Like many Democrats, I ended election night with polarized emotions. I started off ecstatic. President Barack Obama was overwhelmingly re-elected. Rep. Joe Donnelly was elected to the U.S. Senate, and Glenda Ritz figured out the equation for winning statewide and proved organized labor and social media are still forces to be reckoned with.
Several young Democrats outperformed the Democratic baseline in reliably Republican areas—Ryan Guillory, Katie Morgan, Chris Grider and others. Two young Democrats—Justin Moed and Dan Forestal—were elected to the General Assembly.
Then, reality set in.
Our party must realize voting against the other guy is not a long-term strategy for success. The Indiana Republican Party is smart, the Tea Party fad will go away and we will eventually be forced to campaign on bold new ideas—something our party has ceded locally in the same way Republicans have nationally.
John Gregg and Vi Simpson did everything correctly in the closing weeks of the campaign. Had their efforts been supported by a party more critical of Mike Pence, had there been a stronger state-party-based get-out-the-vote operation, had senior party leaders simply lifted up the race’s priority, we may have won.
Locally, Democrats drove large numbers of votes for candidates aligned with the organization, but personal and policy issues drove a wedge between the organization and at least one Democrat most likely to capture a seat in the state Senate, Mary Ann Sullivan. We cannot be a party claiming to be a big tent and then marginalize highly qualified candidates with different ideological views.
These dynamics have led to a super-minority in the General Assembly.

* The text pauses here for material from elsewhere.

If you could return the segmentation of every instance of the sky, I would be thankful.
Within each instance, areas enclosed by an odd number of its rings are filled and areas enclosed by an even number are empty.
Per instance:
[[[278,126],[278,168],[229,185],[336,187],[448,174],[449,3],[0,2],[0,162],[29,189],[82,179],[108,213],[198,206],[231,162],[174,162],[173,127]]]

We have two ways to move forward. One would be to protect the major win of the night—the Senate seat. We have a long tradition of running this strategy successfully; simply look to the Evan Bayh years.
Or we can be bold.
We can build a bench of quality candidates—particularly young Democrats— and propose bold, sweeping initiatives to transform and modernize Indiana government. We must reorganize our leadership structure. Gone are the days of powerful and largely unaccountable political bosses. Here is a world focused on viral interactions and instant grassroots organization.
Finally, let’s be proud of our stances on the critical issues beyond jobs and the economy. Demographics are headed our way and it is no time to hide behind the values making our party the most storied organization in the history of our nation’s governance.